Очнувшись от подобных раздумий, Фрэнк осознал, что миновал уже двадцать, а может, тридцать, а может, и шестьдесят миль, не замечая ничего вокруг. Автопилот на дорогах с обратным обычному порядком движения! Нет, так не годится. Нужно сосредоточиться.

Находился он чуть к северу от Карлайла. Судя по карте, добраться до Эдинбурга можно было двумя путями: свернув с хайвэя незадолго до Глазго, или на другую дорогу, поменьше, зато намного прямее. Ехать Фрэнк предпочел напрямик и, покинув хайвэй на ближайшей развязке, погнал автомобиль по A702, двухполосному шоссе, ведущему к северо-востоку. Черный асфальт был мокр от дождя, по небу быстро неслись темные тучи. Миль через семь на обочине мелькнула табличка «Туристский маршрут», а это значило, что в выборе он ошибся, но возвращаться назад не хотелось. Теперь он, пожалуй, во времени нисколько не потеряет, только работы предстоит больше: частые повороты, объезды, деревни со светофорами, узкие участки там, где дорога окаймлена живыми изгородями или заборами. Солнце склонилось к закату. Ехавший целый день, Фрэнк порядком устал. Казалось, черные грузовики, выскакивавшие навстречу из сумерек и пелены дождя, идут прямо на него, лоб в лоб. Вопреки всем инстинктам держаться левее, а не правее, удавалось все с большим и большим трудом. На этом уровне «право» и «лево» следовало поменять местами, однако на уровне ног все оставить по-прежнему – передачи переключаешь левой, не правой рукой, однако коробка устроена точно так же, и все это расплывалось, смешивалось меж собой, пока навстречу на полном ходу не вывернула громадина лесовоза. Фрэнк, как положено, принял влево, но вместо тормоза нажал на газ. Машина рванулась вперед, Фрэнк для надежности принял еще левее, и левые колеса, съехав с асфальта, угодили в топкий кювет, отчего машину вновь вынесло на дорогу. Фрэнк что было сил ударил по тормозам. Лесовоз с ревом пронесся мимо, а машина остановилась, развернувшись юзом на мокром асфальте.

Съехав к обочине, Фрэнк включил аварийку, а выбравшись из кабины, обнаружил, что бокового зеркала заднего вида с водительской стороны и след простыл.
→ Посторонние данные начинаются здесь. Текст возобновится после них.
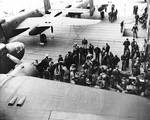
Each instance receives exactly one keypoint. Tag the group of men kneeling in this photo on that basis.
(83, 66)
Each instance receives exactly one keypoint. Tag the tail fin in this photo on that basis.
(92, 7)
(47, 6)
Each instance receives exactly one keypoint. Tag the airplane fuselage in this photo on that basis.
(8, 28)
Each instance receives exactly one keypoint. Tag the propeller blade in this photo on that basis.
(13, 58)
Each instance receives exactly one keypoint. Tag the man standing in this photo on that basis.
(135, 29)
(97, 51)
(121, 25)
(126, 44)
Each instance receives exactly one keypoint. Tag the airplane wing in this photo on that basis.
(31, 98)
(39, 24)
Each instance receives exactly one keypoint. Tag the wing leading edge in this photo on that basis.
(46, 99)
(40, 24)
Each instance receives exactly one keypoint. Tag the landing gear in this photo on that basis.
(43, 38)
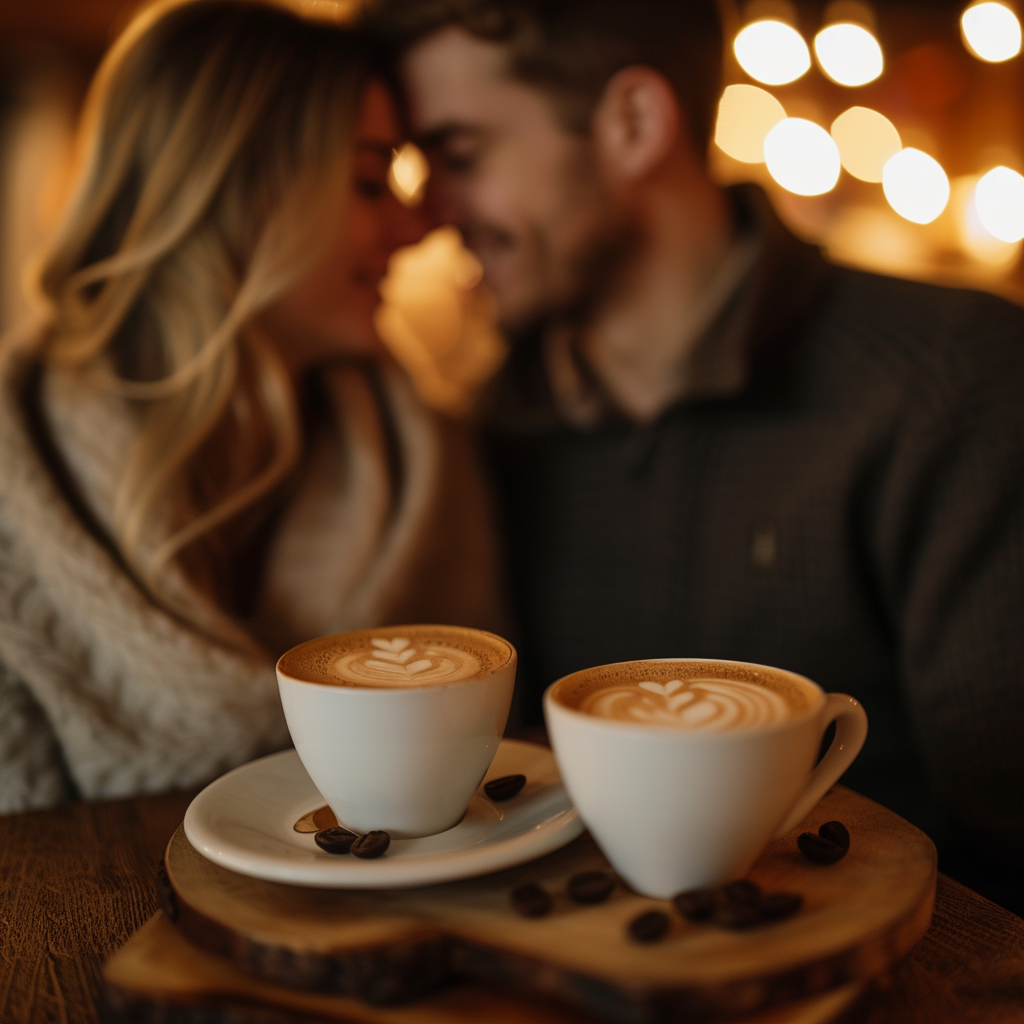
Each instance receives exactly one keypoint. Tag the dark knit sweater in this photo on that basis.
(856, 515)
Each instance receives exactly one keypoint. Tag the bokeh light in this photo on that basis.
(974, 238)
(745, 115)
(991, 32)
(408, 174)
(849, 54)
(915, 185)
(802, 157)
(772, 52)
(999, 200)
(866, 141)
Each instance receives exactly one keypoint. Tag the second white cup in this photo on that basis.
(677, 807)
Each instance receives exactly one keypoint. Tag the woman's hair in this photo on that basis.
(215, 150)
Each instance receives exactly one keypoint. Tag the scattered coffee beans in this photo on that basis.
(372, 844)
(836, 833)
(736, 905)
(529, 900)
(335, 840)
(779, 906)
(505, 787)
(697, 904)
(830, 844)
(590, 887)
(649, 927)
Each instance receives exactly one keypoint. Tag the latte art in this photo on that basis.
(706, 705)
(397, 662)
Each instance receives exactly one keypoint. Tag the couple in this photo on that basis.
(706, 442)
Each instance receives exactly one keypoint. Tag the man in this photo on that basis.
(707, 440)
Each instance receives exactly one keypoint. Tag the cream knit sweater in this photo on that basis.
(104, 691)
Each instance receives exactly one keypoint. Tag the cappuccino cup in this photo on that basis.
(684, 769)
(397, 726)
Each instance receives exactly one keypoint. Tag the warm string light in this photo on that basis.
(849, 54)
(998, 198)
(408, 174)
(772, 52)
(745, 115)
(991, 32)
(866, 141)
(802, 157)
(915, 185)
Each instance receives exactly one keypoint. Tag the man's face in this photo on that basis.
(525, 194)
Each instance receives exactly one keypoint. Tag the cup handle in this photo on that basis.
(851, 730)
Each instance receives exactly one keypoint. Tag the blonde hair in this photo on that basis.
(216, 139)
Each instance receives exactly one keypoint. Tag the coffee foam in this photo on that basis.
(400, 656)
(707, 696)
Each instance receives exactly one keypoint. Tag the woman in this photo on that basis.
(207, 456)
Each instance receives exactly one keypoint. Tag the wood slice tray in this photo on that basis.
(159, 978)
(383, 946)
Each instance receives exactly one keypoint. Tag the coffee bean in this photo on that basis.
(590, 887)
(649, 927)
(530, 900)
(741, 891)
(505, 787)
(778, 906)
(372, 844)
(836, 833)
(819, 849)
(335, 840)
(697, 904)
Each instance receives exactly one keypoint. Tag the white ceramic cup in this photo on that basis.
(676, 809)
(402, 758)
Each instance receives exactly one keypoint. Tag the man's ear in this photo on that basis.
(636, 124)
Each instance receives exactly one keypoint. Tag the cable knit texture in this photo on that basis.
(103, 691)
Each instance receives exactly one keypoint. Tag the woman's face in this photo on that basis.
(330, 310)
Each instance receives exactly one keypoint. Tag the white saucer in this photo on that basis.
(245, 821)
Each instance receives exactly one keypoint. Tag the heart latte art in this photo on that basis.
(708, 705)
(398, 662)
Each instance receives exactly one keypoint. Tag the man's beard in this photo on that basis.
(572, 261)
(582, 278)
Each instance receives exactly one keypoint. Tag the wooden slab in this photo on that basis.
(859, 916)
(160, 977)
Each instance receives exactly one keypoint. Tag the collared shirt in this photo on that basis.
(706, 358)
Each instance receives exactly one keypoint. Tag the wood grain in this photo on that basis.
(159, 977)
(860, 915)
(75, 883)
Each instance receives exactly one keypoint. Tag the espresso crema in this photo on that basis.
(403, 656)
(397, 662)
(698, 705)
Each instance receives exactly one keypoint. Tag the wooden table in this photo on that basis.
(76, 883)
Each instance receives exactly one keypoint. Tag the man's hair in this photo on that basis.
(570, 48)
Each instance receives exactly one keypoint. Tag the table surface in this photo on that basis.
(75, 884)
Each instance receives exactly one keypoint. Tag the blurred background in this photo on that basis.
(891, 134)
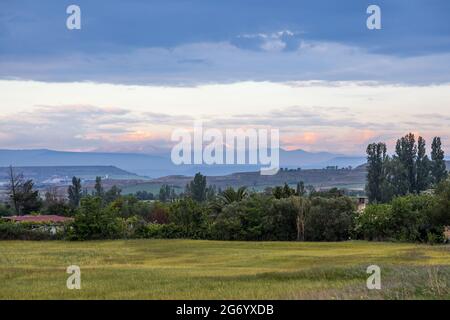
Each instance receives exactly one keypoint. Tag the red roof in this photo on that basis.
(44, 218)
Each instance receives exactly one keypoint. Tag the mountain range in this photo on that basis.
(154, 166)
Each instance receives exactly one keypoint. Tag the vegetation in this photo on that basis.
(187, 269)
(408, 171)
(400, 210)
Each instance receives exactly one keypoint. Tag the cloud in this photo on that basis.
(224, 62)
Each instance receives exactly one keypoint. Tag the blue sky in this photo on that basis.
(183, 42)
(139, 69)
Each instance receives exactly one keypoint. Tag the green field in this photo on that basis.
(187, 269)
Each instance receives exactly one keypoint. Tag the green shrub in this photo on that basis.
(161, 231)
(93, 221)
(374, 223)
(330, 219)
(191, 216)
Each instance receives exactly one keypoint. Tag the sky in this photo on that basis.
(137, 70)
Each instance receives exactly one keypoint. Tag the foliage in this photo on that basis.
(408, 171)
(161, 231)
(190, 216)
(55, 205)
(374, 223)
(167, 193)
(74, 192)
(438, 167)
(25, 231)
(330, 219)
(144, 195)
(5, 210)
(93, 221)
(196, 189)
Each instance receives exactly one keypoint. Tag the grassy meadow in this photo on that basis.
(188, 269)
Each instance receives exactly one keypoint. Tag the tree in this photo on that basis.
(330, 219)
(166, 193)
(112, 194)
(28, 198)
(301, 190)
(196, 189)
(15, 184)
(406, 152)
(376, 157)
(303, 206)
(94, 221)
(438, 167)
(423, 167)
(22, 195)
(75, 193)
(99, 191)
(55, 204)
(283, 192)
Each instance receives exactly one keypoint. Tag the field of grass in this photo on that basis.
(187, 269)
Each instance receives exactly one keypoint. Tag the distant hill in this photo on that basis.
(161, 165)
(60, 175)
(353, 179)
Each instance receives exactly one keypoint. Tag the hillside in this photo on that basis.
(63, 174)
(159, 165)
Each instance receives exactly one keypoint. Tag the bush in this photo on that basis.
(191, 217)
(242, 220)
(5, 210)
(93, 221)
(374, 223)
(161, 231)
(330, 219)
(25, 231)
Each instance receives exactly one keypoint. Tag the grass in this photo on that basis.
(187, 269)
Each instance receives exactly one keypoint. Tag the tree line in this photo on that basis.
(408, 171)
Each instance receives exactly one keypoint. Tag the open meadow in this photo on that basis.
(187, 269)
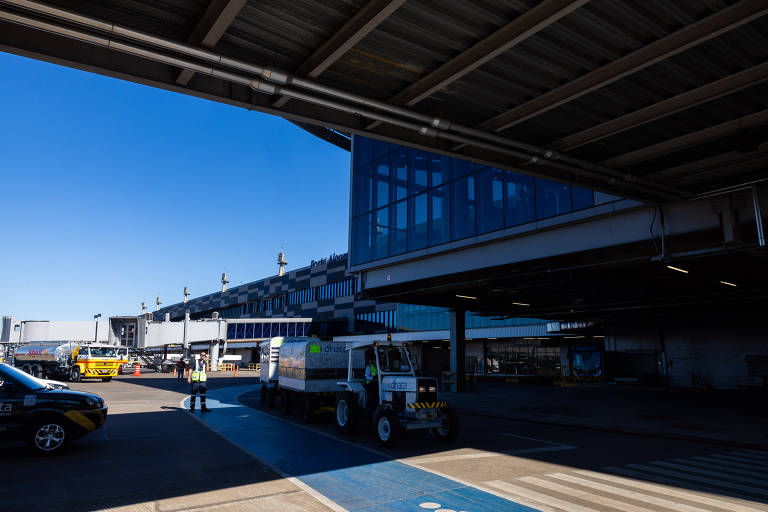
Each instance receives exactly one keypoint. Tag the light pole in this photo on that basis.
(96, 331)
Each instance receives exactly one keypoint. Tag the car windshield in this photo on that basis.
(14, 374)
(102, 351)
(393, 359)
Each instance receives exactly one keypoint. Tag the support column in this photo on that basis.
(458, 348)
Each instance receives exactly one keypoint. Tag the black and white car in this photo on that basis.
(42, 414)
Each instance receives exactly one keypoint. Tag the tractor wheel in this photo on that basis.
(387, 426)
(346, 412)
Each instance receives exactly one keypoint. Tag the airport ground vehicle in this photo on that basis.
(68, 360)
(45, 417)
(397, 400)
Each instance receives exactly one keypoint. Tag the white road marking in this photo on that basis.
(712, 481)
(522, 492)
(660, 489)
(653, 500)
(482, 455)
(729, 463)
(583, 495)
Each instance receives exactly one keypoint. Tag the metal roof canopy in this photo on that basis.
(650, 100)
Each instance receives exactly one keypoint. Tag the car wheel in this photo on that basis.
(387, 428)
(48, 436)
(450, 428)
(346, 412)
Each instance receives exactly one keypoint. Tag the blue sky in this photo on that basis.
(113, 193)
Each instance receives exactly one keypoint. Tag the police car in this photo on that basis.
(43, 415)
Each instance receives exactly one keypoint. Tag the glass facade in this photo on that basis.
(429, 318)
(407, 199)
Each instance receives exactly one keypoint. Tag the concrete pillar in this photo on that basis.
(458, 347)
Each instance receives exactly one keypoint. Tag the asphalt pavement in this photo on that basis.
(153, 455)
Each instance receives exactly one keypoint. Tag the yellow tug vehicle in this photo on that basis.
(68, 360)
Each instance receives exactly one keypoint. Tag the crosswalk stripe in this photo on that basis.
(719, 467)
(626, 493)
(739, 460)
(725, 462)
(537, 496)
(695, 478)
(583, 495)
(708, 472)
(660, 489)
(660, 479)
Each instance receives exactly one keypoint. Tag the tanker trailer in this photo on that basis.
(309, 371)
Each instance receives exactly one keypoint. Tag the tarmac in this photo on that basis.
(737, 418)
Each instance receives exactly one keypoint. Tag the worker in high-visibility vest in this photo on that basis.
(198, 378)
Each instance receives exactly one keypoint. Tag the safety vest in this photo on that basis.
(371, 373)
(198, 373)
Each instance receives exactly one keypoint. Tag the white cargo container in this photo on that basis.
(308, 365)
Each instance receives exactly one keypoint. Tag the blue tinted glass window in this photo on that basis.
(381, 183)
(398, 243)
(519, 204)
(490, 200)
(381, 234)
(460, 168)
(552, 198)
(363, 150)
(362, 238)
(439, 169)
(463, 207)
(417, 222)
(380, 148)
(439, 215)
(417, 171)
(363, 189)
(582, 198)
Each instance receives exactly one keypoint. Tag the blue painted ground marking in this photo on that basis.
(355, 478)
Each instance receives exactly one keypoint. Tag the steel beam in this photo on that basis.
(691, 139)
(217, 18)
(359, 26)
(688, 99)
(692, 35)
(521, 28)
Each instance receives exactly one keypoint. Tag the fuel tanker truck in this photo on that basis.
(70, 361)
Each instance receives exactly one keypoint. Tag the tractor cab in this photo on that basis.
(383, 388)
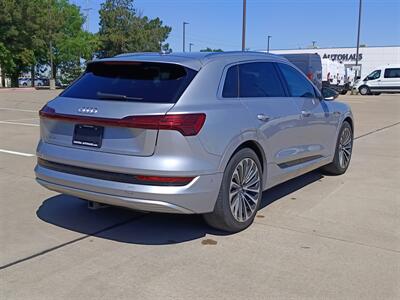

На месте зеркала осталось только прямоугольное углубление, две пары круглых, слегка вытянутых назад дыр от заклепок, да большое отверстие, гнездо для поворотного механизма, тоже пропавшего без следа.

Фрэнк обошел машину кругом, чтоб вспомнить, как выглядят боковые зеркала «Форда-Сьерры». Надежная, прочная конструкция из пластика и металла… Поискать надо бы. Но, прогулявшись вдоль дороги ярдов на сто назад, зеркала Фрэнк нигде не нашел. Исчезло, будто испарилось.

У окраины Эдинбурга он остановился и позвонил Алеку, одному из давних приятелей.

– Кто? Фрэнк Черчилль? Привет! Ты здесь? Ну, так заезжай!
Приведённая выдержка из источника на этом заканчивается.